Mr Morrison has been accused of misleading the Australian public following the publication of text messages that appeared to show his office was told of the incident soon after it took place.
Mr Morrison has asked his department to check on whether his office was indeed alerted to the alleged rape within days, after the text messages, which ran contrary to claims the office did not know.
The Prime Minister’s request came after the disclosure of a text message to Ms Higgins, who says she was raped in Parliament House in March 23, 2019, saying her experience had been raised with an adviser in the Prime Minister’s office on April 3.

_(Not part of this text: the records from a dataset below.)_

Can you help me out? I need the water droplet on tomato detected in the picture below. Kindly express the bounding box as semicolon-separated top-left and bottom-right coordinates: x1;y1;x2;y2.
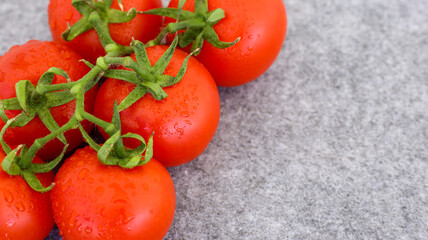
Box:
124;216;135;224
14;201;25;212
78;168;89;179
85;226;93;234
4;233;11;240
180;111;190;117
6;219;15;227
3;190;14;203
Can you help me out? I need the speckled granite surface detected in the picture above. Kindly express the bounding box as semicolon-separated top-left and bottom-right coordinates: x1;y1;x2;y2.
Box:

“He was mortified to hear about it and how things have been handled,” wrote a friend of Ms Higgins, in a text to her about a conversation he had with a colleague in the Prime Minister’s office that day.

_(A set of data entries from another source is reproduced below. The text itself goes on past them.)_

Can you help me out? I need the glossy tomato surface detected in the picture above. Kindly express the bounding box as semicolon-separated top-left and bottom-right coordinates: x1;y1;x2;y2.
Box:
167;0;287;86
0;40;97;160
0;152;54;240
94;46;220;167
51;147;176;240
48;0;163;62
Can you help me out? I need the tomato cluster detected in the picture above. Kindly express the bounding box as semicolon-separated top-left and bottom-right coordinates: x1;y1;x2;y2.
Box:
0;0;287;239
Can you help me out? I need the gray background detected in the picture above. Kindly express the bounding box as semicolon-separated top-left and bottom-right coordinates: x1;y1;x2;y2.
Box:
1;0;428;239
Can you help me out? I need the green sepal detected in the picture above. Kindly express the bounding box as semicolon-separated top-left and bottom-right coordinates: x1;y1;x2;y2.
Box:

In the texts, the male staffer wrote that he spoke to the Prime Minister’s Office (PMO).
“He’s going to discuss with COS (chief-of-staff) – no one else,” her friend went on to write.
It is not clear who the “he” is in the text messages.
Mr Morrison spoke to the head of the Department of Prime Minister and Cabinet, Phil Gaetjens, on Friday morning to add the text to an examination that is looking into a range of matters, including what his advisers knew and when.
But he insists that Ms Higgins’ decision to go public with her claims this week was the first time he had heard about the alleged rape.
Ms Higgins has previously accused the Mr Morrison of ‘victim-blaming’ over his handling of her allegation.
“I have sought to be as open and honest as I can be about this matter,” Mr Morrison said.
“I have told you everything I know about this matter.”
“I set out in the Parliament this week the timetable of when I am advised my office knew about it,” he said.
“I knew about it on Monday.
“It shattered me. It absolutely shattered me.”
Mr Morrison said he is seeking to address issues raised over the alleged sexual assault “in the best possible way I can”.
“We have to deal with issues of culture, which I’m sure you would agree are not confined to the offices of parliamentarians,” he said.
“This is an issue that every workplace deals with.
“I have no doubt it occurs in the media workplaces, offices in law professions or whatever it might be.”
Opposition Leader Anthony Albanese was less than impressed with Mr Morrison’s explanation, saying it “doesn’t pass the pub test”.
“It’s not credible that the Prime Minister continues to say that his office only found out about it this week,” Mr Albanese said.
“And the dissembling nature of his answers before the Parliament are not good enough.
“I’ll say this about Ms Higgins, she has shown great bravery this week.
“For her to not get the respect of getting straight and clear answers about what the response was at the time, about who was told and what they were told at the time, is disrespectful of Ms Higgins.
“I believe Brittany Higgins. Brittany Higgins deserves better than the way that she has been treated with the lack of government transparency this week.”